Singapore's MAS added Bybit to its Investor Alert List, warning the public the exchange is not licensed. The move complicates Bybit's regional standing after a recent Malaysia delisting.
Singapore’s central bank added Bybit Fintech Limited and its trading platform to the Investor Alert List on June 17. The Monetary Authority of Singapore publishes the list to warn the public about entities that might be mistaken for licensed or regulated firms.
The listing is not an enforcement action. It does not force Bybit to shut down servers or freeze accounts. The platform continues to operate globally.
Bybit does not hold a MAS license to offer digital payment token services in Singapore. Its own terms and conditions already exclude the city-state from the list of jurisdictions where it provides services.
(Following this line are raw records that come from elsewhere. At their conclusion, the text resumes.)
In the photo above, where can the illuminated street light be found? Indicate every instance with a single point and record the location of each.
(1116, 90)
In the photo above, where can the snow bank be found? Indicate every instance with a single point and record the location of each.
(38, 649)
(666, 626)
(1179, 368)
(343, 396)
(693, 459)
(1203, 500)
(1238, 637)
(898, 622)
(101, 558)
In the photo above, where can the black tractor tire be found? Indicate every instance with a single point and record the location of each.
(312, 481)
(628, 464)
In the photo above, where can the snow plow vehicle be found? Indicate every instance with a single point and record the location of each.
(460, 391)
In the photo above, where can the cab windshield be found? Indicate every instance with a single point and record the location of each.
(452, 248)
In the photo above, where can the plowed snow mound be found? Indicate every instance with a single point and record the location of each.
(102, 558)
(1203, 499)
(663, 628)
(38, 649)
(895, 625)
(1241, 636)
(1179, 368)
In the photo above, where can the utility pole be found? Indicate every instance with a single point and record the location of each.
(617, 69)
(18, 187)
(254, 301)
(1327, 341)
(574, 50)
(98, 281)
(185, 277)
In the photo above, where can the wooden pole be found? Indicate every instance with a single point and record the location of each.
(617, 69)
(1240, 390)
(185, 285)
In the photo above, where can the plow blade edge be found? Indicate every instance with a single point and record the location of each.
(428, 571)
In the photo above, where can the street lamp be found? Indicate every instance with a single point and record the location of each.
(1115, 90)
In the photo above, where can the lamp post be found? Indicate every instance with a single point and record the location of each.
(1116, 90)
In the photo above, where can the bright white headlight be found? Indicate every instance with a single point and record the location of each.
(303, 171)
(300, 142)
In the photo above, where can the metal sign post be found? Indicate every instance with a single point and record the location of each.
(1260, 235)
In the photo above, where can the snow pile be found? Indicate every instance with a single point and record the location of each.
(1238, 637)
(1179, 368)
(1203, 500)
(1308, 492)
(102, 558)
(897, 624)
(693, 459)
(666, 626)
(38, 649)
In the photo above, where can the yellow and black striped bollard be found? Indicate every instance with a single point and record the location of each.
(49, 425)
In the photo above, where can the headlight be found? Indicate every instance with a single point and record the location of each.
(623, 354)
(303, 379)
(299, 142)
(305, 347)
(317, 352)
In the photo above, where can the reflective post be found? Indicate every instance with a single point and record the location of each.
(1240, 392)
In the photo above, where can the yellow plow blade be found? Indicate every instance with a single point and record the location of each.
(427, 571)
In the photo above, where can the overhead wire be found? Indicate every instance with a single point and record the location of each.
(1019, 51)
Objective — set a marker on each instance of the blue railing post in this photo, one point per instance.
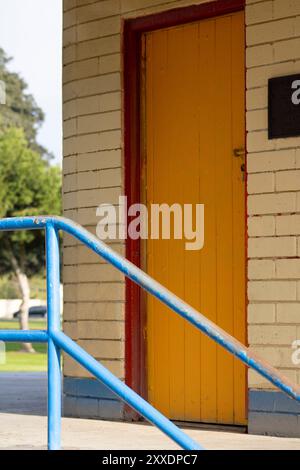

The exchange ranks second among digital asset platforms by 24-hour trading volume, which regularly exceeds several billion dollars.
The flag comes weeks after Bybit was removed from Malaysia’s Securities Commission Investor Alert List in late April 2026. That removal followed a series of regulatory discussions and compliance steps. The new Singapore listing paints a more complicated picture for Bybit’s regional standing.
Bybit joins Binance and KuCoin, two other major exchanges previously added to the same MAS list. For Singapore residents, using Bybit was already technically off-limits under the exchange’s own terms. The MAS listing adds an official government warning on top of that restriction.
For platforms that have secured a proper MAS license under the Payment Services Act, the episode reinforces the value of regulatory approval. Those exchanges can use their licensed status to differentiate when courting institutional clients and high-net-worth traders in the region.